Tante delle cose, rinomate nel mondo, che oggi fanno parte a pieno titolo del nostro patrimonio provengono da “oltre mare. Siamo in pratica figli di tutti i popoli che nei millenni hanno messo piede nell’isola. E sono stati davvero tanti. Alimentando una evoluzione che ci ha portato fino ad oggi ad essere ciò che siamo. Che dire poi della lingua, quel siciliano che certamente va ben oltre il semplice dialetto. E’ qualcosa di più che racchiude i suoni e le parole di intere generazioni che hanno conosciuto, ed imparato, da chi proveniva da fuori. Portando sempre qualcosa di nuovo e di utile da imparare. Migliorando e trovando il modo di produrre per assicurare sostentamento alla comunità. In tutti i settori. Come estrarre il sale dall’acqua del mare. O la capacità di navigare spingendosi oltre la linea dell’orizzonte. I primi ad esportare l’arte della navigazione, oltre che l’alfabeto ed una miriade di prodotti e merci,  furono i Fenici. Poi ne arrivarono altri. E l’abilità marinara si andò perfezionando sempre più. Fu così che i trapanesi diventarono i migliori. Arrivando a navigare negli oceani di tutto il mondo. Furono “mastri” anche nella realizzazione delle barche di ogni tipo e forma. Ed a terra nella costruzione di palazzi e monumenti.
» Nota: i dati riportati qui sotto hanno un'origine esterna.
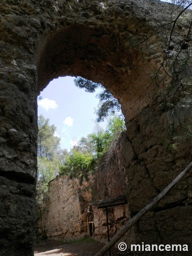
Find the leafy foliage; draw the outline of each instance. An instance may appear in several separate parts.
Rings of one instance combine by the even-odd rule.
[[[113,96],[111,93],[101,84],[79,77],[74,79],[75,84],[77,87],[84,88],[86,92],[93,93],[96,89],[100,88],[101,92],[97,94],[99,102],[96,110],[97,116],[96,121],[100,122],[110,115],[114,115],[116,112],[121,110],[121,106],[118,100]]]
[[[61,139],[54,136],[56,128],[49,124],[49,119],[43,115],[38,118],[38,155],[51,159],[58,148]]]
[[[87,179],[94,162],[94,156],[91,153],[75,150],[67,156],[65,165],[60,166],[60,172],[69,175],[71,178],[79,178],[81,185],[84,177]]]

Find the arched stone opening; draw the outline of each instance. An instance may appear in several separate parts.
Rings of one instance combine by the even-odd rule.
[[[156,28],[169,17],[171,6],[154,0],[128,4],[110,0],[103,15],[96,7],[96,1],[80,2],[77,12],[66,11],[64,1],[58,12],[53,0],[2,0],[0,4],[2,255],[33,254],[36,99],[40,90],[61,75],[80,75],[101,82],[118,99],[128,122],[147,104],[147,93],[153,87],[150,76],[158,70],[166,49],[163,37],[170,28],[160,27],[162,30],[157,31]],[[136,118],[128,125],[129,140],[123,152],[131,177],[128,194],[133,192],[129,198],[133,214],[191,158],[190,145],[181,145],[176,155],[165,150],[160,137],[164,124],[152,129],[151,116]],[[165,116],[161,117],[163,121]],[[144,237],[152,243],[157,237],[160,243],[171,243],[174,237],[191,243],[191,178],[187,178],[137,225],[134,233],[137,241]],[[131,197],[135,197],[137,204]],[[179,220],[178,226],[170,221],[173,216]],[[179,240],[181,230],[183,235]]]

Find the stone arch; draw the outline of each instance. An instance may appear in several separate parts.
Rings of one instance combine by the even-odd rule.
[[[2,255],[33,254],[37,96],[40,90],[48,81],[61,75],[81,76],[101,82],[118,99],[128,122],[147,105],[147,93],[154,85],[148,72],[158,69],[162,61],[165,49],[163,38],[167,28],[157,32],[156,28],[165,17],[169,17],[171,5],[155,0],[128,3],[109,0],[106,1],[107,11],[103,15],[96,1],[79,2],[74,12],[66,9],[64,0],[58,9],[54,7],[54,0],[2,0],[0,4]],[[148,44],[145,43],[146,39]],[[146,129],[140,133],[140,121],[137,119],[128,127],[129,140],[123,154],[125,157],[127,149],[131,154],[127,158],[125,156],[124,164],[128,168],[137,159],[137,153],[138,162],[144,163],[140,166],[140,172],[143,172],[141,177],[148,177],[147,149],[155,146],[158,140],[156,138],[155,141],[151,140],[145,144],[145,140],[149,140],[152,133],[147,137]],[[146,128],[150,131],[150,127]],[[134,138],[137,138],[136,142]],[[146,152],[140,149],[134,151],[133,147],[139,143]],[[178,157],[182,166],[185,163],[183,152]],[[187,154],[189,157],[190,149]],[[154,155],[159,161],[158,154]],[[173,158],[170,166],[175,165],[174,161]],[[155,166],[153,164],[152,169]],[[178,166],[177,170],[179,171]],[[172,173],[173,176],[173,172]],[[155,177],[155,174],[152,175]],[[162,177],[160,189],[166,183],[165,180]],[[153,185],[154,181],[155,179],[150,184]],[[153,195],[157,190],[154,188]],[[183,195],[186,193],[185,191]],[[151,196],[147,199],[152,199]],[[181,198],[180,201],[183,199]],[[133,207],[132,212],[140,206]],[[181,215],[184,212],[189,216],[187,212],[191,207],[190,205],[187,207],[184,212],[180,207]],[[159,209],[157,210],[161,213],[158,212],[160,226],[164,215]],[[155,213],[149,215],[150,218]],[[160,233],[157,231],[158,228],[160,227],[153,230],[157,236]],[[160,237],[159,239],[160,241]]]

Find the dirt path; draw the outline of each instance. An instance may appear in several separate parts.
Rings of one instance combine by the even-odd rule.
[[[61,241],[47,239],[35,245],[35,256],[93,256],[103,244],[87,240],[64,243]],[[111,250],[111,256],[121,255],[116,248]],[[109,255],[109,253],[105,255]]]

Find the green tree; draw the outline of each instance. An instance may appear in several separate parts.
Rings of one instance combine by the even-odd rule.
[[[42,236],[42,211],[44,202],[49,198],[49,183],[58,171],[59,160],[56,156],[60,139],[54,135],[56,127],[50,125],[49,119],[42,115],[38,117],[38,179],[37,182],[36,209],[40,215]]]
[[[110,118],[105,131],[98,129],[92,134],[92,143],[98,157],[107,151],[110,145],[119,138],[122,131],[126,130],[122,116],[114,115]]]
[[[60,166],[61,173],[69,175],[70,178],[79,178],[81,184],[83,177],[87,180],[93,170],[94,156],[91,153],[84,153],[73,150],[66,157],[65,164]]]
[[[97,95],[99,99],[96,110],[97,122],[102,121],[110,115],[114,115],[116,112],[121,111],[121,105],[118,100],[114,98],[110,91],[101,84],[94,83],[81,77],[75,79],[74,83],[77,87],[84,88],[88,93],[93,93],[98,88],[102,89],[101,92]]]
[[[58,150],[61,139],[54,135],[56,128],[49,125],[49,119],[43,115],[38,117],[38,155],[50,160]]]

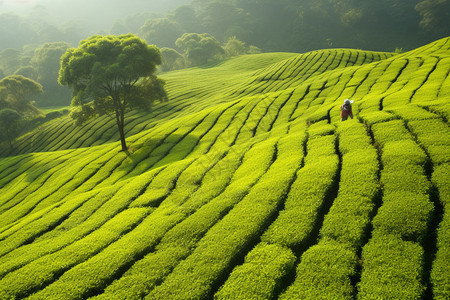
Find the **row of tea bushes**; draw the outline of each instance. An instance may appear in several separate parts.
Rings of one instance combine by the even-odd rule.
[[[206,233],[194,252],[149,294],[149,299],[201,298],[211,293],[217,280],[248,251],[276,215],[303,158],[302,140],[302,135],[288,135],[278,141],[275,161],[266,174]],[[267,251],[265,247],[260,249],[260,253],[269,255]],[[272,267],[278,269],[280,265],[274,262]],[[270,282],[275,281],[277,278],[272,277]],[[266,285],[266,290],[271,288]]]
[[[261,242],[245,257],[244,263],[233,270],[216,293],[217,299],[275,297],[285,285],[286,276],[294,271],[296,256],[293,250],[305,247],[315,238],[311,234],[329,200],[338,159],[333,126],[314,124],[308,132],[305,165],[297,172],[284,209],[262,235]]]
[[[367,239],[378,185],[378,155],[356,120],[337,128],[342,167],[337,198],[325,215],[319,242],[301,257],[294,283],[281,299],[353,299],[358,250]]]
[[[437,253],[431,269],[431,284],[435,299],[447,299],[450,297],[450,128],[439,115],[415,105],[392,111],[407,121],[408,128],[431,159],[435,196],[443,209],[437,231]]]
[[[425,290],[421,243],[434,209],[424,169],[428,157],[403,121],[377,123],[372,130],[382,151],[383,203],[363,248],[358,297],[418,299]]]
[[[273,157],[274,141],[270,141],[270,143],[272,143],[272,147],[269,146],[269,143],[265,143],[260,147],[255,147],[255,151],[251,152],[254,156],[252,157],[252,161],[248,164],[244,162],[247,167],[247,171],[245,172],[246,176],[249,176],[249,174],[253,172],[257,178],[267,169],[267,164],[270,164]],[[262,149],[264,149],[264,151],[261,151]],[[258,155],[255,156],[255,153]],[[255,159],[258,159],[260,163],[264,161],[267,163],[257,165],[254,162]],[[258,169],[260,170],[254,170],[256,166],[258,166]],[[237,175],[239,174],[238,171],[236,171],[236,173]],[[243,178],[241,177],[241,179]],[[239,184],[244,183],[245,180],[239,180]],[[64,295],[69,298],[86,297],[93,293],[94,287],[98,286],[99,282],[102,286],[106,285],[122,268],[130,267],[131,264],[134,263],[136,257],[145,255],[151,251],[153,247],[157,246],[161,238],[171,228],[174,228],[176,224],[186,218],[186,214],[190,211],[195,211],[195,206],[193,206],[192,201],[187,201],[181,206],[177,205],[177,202],[182,203],[182,201],[178,199],[179,197],[184,198],[184,195],[180,196],[176,193],[176,190],[174,190],[174,192],[172,192],[172,194],[133,231],[124,235],[117,242],[109,245],[98,255],[91,257],[84,263],[81,263],[64,273],[61,278],[41,290],[35,297],[38,299],[50,297],[50,295],[54,295],[58,290],[64,291]],[[242,195],[237,195],[235,198],[226,197],[226,200],[239,201],[241,198]],[[210,206],[210,208],[212,207],[213,206]],[[167,258],[169,259],[171,257],[167,256]],[[169,268],[169,270],[171,270],[171,268]],[[82,284],[79,283],[80,278],[82,278]]]

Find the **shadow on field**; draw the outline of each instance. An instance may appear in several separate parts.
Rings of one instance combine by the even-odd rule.
[[[190,134],[170,134],[163,139],[150,138],[144,143],[130,144],[127,157],[116,169],[139,175],[185,159],[197,146],[199,137]]]

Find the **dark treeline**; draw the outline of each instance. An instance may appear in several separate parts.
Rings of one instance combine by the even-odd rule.
[[[122,1],[105,3],[105,15],[108,9],[139,13],[110,19],[105,28],[90,28],[93,22],[75,15],[78,21],[61,23],[43,5],[28,15],[0,14],[0,79],[30,78],[43,87],[38,106],[68,105],[70,91],[56,80],[59,58],[92,34],[139,35],[162,48],[163,70],[261,50],[407,51],[450,35],[450,0],[173,0],[172,7],[187,4],[165,13],[149,11],[158,1],[130,1],[128,10]],[[86,7],[85,17],[98,9]]]
[[[194,0],[163,17],[139,14],[112,33],[173,47],[184,32],[237,37],[263,51],[410,50],[450,35],[450,0]]]

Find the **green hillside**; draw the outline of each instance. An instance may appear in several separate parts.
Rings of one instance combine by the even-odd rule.
[[[449,299],[450,38],[161,74],[0,154],[0,299]],[[340,121],[344,99],[355,118]]]

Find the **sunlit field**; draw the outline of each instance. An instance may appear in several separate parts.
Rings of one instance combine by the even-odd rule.
[[[0,299],[450,299],[450,38],[159,74],[0,151]],[[354,118],[340,105],[354,100]]]

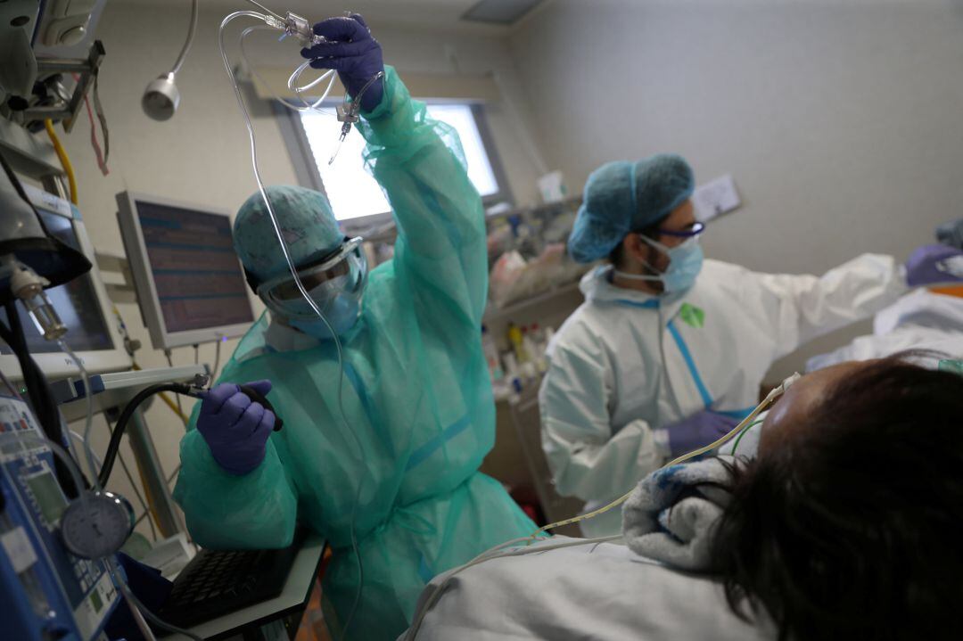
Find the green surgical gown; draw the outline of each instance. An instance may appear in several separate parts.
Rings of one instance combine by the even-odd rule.
[[[478,472],[495,422],[480,333],[485,227],[457,136],[428,117],[391,67],[384,99],[358,129],[398,241],[394,258],[372,270],[361,318],[345,338],[344,419],[334,344],[277,351],[262,317],[219,380],[271,379],[284,428],[258,468],[235,476],[194,428],[195,410],[174,497],[203,547],[284,547],[296,521],[324,535],[334,550],[324,588],[335,629],[359,580],[353,518],[364,580],[348,638],[395,639],[434,575],[534,526]]]

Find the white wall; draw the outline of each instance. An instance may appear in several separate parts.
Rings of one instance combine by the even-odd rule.
[[[110,2],[99,24],[97,37],[107,51],[100,74],[100,92],[110,127],[110,175],[104,177],[97,169],[86,115],[72,134],[64,137],[77,171],[80,210],[99,251],[115,254],[123,251],[115,216],[115,194],[118,192],[143,192],[235,212],[255,189],[247,134],[216,43],[217,28],[224,13],[201,14],[197,38],[177,76],[181,104],[175,116],[159,123],[141,111],[144,86],[169,67],[183,42],[187,6],[179,3],[178,10],[171,11],[167,5],[129,6]],[[501,40],[437,37],[409,30],[379,29],[377,24],[372,24],[372,28],[384,46],[386,62],[395,64],[403,78],[405,71],[494,70],[509,90],[520,90],[512,61]],[[239,32],[240,29],[235,33]],[[298,46],[290,41],[279,45],[273,37],[265,37],[252,41],[252,45],[254,58],[265,65],[285,64],[293,68],[300,61]],[[292,161],[273,114],[264,105],[252,105],[251,109],[265,181],[295,184]],[[517,122],[504,105],[489,105],[487,112],[516,200],[531,202],[535,197],[534,184],[538,174],[533,168],[531,155],[519,142]],[[263,309],[259,301],[252,302],[259,313]],[[118,308],[131,334],[143,343],[144,347],[137,354],[140,364],[144,368],[166,366],[164,355],[150,347],[137,305],[121,303]],[[235,345],[236,342],[229,342],[223,346],[221,365]],[[201,359],[213,364],[213,346],[202,347]],[[193,361],[192,348],[174,351],[175,364]],[[188,411],[191,406],[192,403],[185,403]],[[173,471],[179,460],[177,446],[183,425],[160,402],[150,408],[147,420],[162,463],[168,471]],[[107,435],[100,417],[96,430],[97,449],[103,451]],[[129,453],[128,460],[133,461]],[[119,466],[111,485],[133,499]],[[142,528],[142,531],[146,530]]]
[[[711,256],[821,272],[905,257],[961,215],[958,0],[556,0],[511,42],[572,187],[661,151],[700,181],[734,174],[744,206],[706,234]]]

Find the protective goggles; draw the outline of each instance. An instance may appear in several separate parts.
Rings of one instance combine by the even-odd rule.
[[[368,262],[361,252],[361,243],[360,237],[347,240],[333,254],[298,269],[301,285],[322,314],[339,295],[358,296],[364,289]],[[265,281],[256,291],[269,308],[289,319],[317,318],[290,272]]]
[[[660,234],[664,234],[665,236],[671,236],[673,238],[695,238],[702,232],[706,230],[706,225],[703,222],[696,222],[690,228],[684,231],[673,231],[671,229],[659,229]]]

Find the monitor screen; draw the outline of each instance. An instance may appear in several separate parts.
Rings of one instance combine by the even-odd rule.
[[[83,251],[70,218],[39,208],[37,211],[52,236],[56,236],[74,249]],[[61,320],[66,325],[67,333],[64,338],[71,349],[74,351],[114,349],[114,340],[111,338],[90,273],[74,278],[65,285],[50,288],[47,290],[47,295],[60,315]],[[38,331],[23,305],[17,304],[16,309],[31,353],[63,351],[57,343],[45,340]],[[7,313],[3,309],[0,309],[0,320],[7,322]],[[0,353],[12,354],[13,351],[6,343],[0,342]]]
[[[168,333],[253,321],[226,216],[137,200]]]

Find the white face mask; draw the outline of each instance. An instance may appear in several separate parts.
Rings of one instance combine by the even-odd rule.
[[[705,255],[702,253],[702,245],[699,244],[699,239],[697,236],[689,239],[676,247],[666,247],[662,243],[645,238],[644,236],[639,236],[638,238],[642,239],[644,243],[655,247],[656,249],[659,249],[668,256],[669,263],[665,271],[655,276],[626,273],[624,271],[618,271],[617,269],[614,270],[613,273],[629,280],[661,281],[663,284],[663,291],[665,294],[685,292],[692,286],[695,282],[695,277],[698,276],[699,272],[702,270],[702,261],[705,258]],[[647,263],[646,267],[655,269],[655,268]]]

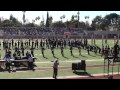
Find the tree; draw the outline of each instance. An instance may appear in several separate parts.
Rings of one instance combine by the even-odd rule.
[[[46,27],[49,27],[49,13],[48,13],[48,11],[47,11],[47,19],[46,19]]]
[[[66,27],[65,26],[65,23],[61,22],[61,21],[57,21],[57,22],[54,22],[52,24],[52,27],[60,27],[60,28],[63,28],[63,27]]]
[[[100,25],[102,23],[102,17],[101,16],[96,16],[93,20],[92,20],[92,24],[91,26],[93,28],[95,28],[96,30],[100,30]]]
[[[50,25],[50,26],[52,25],[52,21],[53,21],[53,17],[50,16],[50,17],[49,17],[49,25]]]

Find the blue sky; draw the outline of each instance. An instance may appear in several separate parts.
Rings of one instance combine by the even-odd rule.
[[[49,11],[49,16],[53,17],[53,21],[60,20],[60,16],[65,15],[66,20],[70,20],[72,15],[77,15],[78,11]],[[120,11],[79,11],[80,12],[80,21],[86,21],[85,16],[89,16],[89,23],[93,20],[93,18],[97,15],[101,15],[104,17],[107,14],[110,13],[117,13],[120,15]],[[23,13],[22,11],[0,11],[0,17],[4,17],[9,19],[10,14],[12,14],[14,17],[16,17],[19,21],[22,22]],[[40,17],[40,21],[46,20],[46,14],[47,11],[26,11],[26,19],[28,19],[29,22],[32,22],[35,17]],[[40,21],[36,22],[39,23]]]

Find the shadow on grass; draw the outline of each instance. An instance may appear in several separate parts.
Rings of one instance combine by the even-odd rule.
[[[74,55],[72,55],[74,58],[79,58],[79,57],[76,57],[76,56],[74,56]]]
[[[93,55],[90,55],[90,56],[92,56],[92,57],[96,57],[96,56],[93,56]]]
[[[73,73],[75,73],[76,75],[93,77],[93,76],[92,76],[90,73],[88,73],[88,72],[73,71]]]
[[[80,55],[80,56],[82,56],[82,57],[86,57],[86,56],[83,56],[83,55]]]
[[[45,59],[48,59],[47,57],[44,56]]]
[[[65,56],[62,56],[62,57],[64,57],[64,58],[68,59],[68,57],[65,57]]]
[[[56,56],[53,56],[54,58],[56,58],[56,59],[59,59],[58,57],[56,57]]]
Tutta la storia di questa città è fatti da pezzi di puzzle arrivati da altre parti. E subito assorbiti nel patrimonio collettivo della conoscenza. L’ingegno umano ha poi fatto tutto il resto, sperimentando e migliorando. Imparando così a controllare e incanalare la forza del vento in vele e mulini. A pescare i pesci di ogni dimensioni fino ai grandi tonni utilizzando un sistema di reti piuttosto complesso. A tirare su dagli abissi il corallo facendolo diventare opera d’arte. L’elenco è lungo e abbraccia tutte le componenti del “sapere” e del “saper fare” che fanno parte delle nostre città, con al seguito usi e consuetudini. Mestieri e abilità. Pregi e difetti. E tutti quei contrasti che rendono unica ed irripetibile questa terra e le sue genti. I siciliani sono figli di questo mix di popoli. E  Trapani, da sempre, per la sua posizione strategica, proiettata com’è, col suo porto, al centro delle rotte del mare tra l’Africa e l’Europa, è stata il ponte dei flussi migratori nel Mediterraneo. Il crocevia degli spostamenti di persone da una parte all’altra del Mare Nostrum. Di arrivi e partenze. Da sempre città dell’accoglienza, dell’integrazione e della capacità di utilizzare ciò che proviene da fuori a proprio vantaggio. Trasformandolo in valore aggiunto per la comunità. E ancora oggi, piaccia o no, continua ad essere una porta di ingresso. O di partenza. Questa è la sua storia da sempre. Ed il futuro, fino a quando ci saranno uomini e donne in cammino mossi dalla speranza, non potrà che essere questo. Tra gente che se ne va in cerca di un futuro migliore altrove. Emigrando. E chi invece sbarca qui per costruirsi una nuova vita. Diventando una risorsa per la comunità. E per certi versi assicurando un ricambio. Arricchendo una terra che da sempre si regge sull’immigrazione. Perchè lo straniero, in Sicilia, è Sicilia!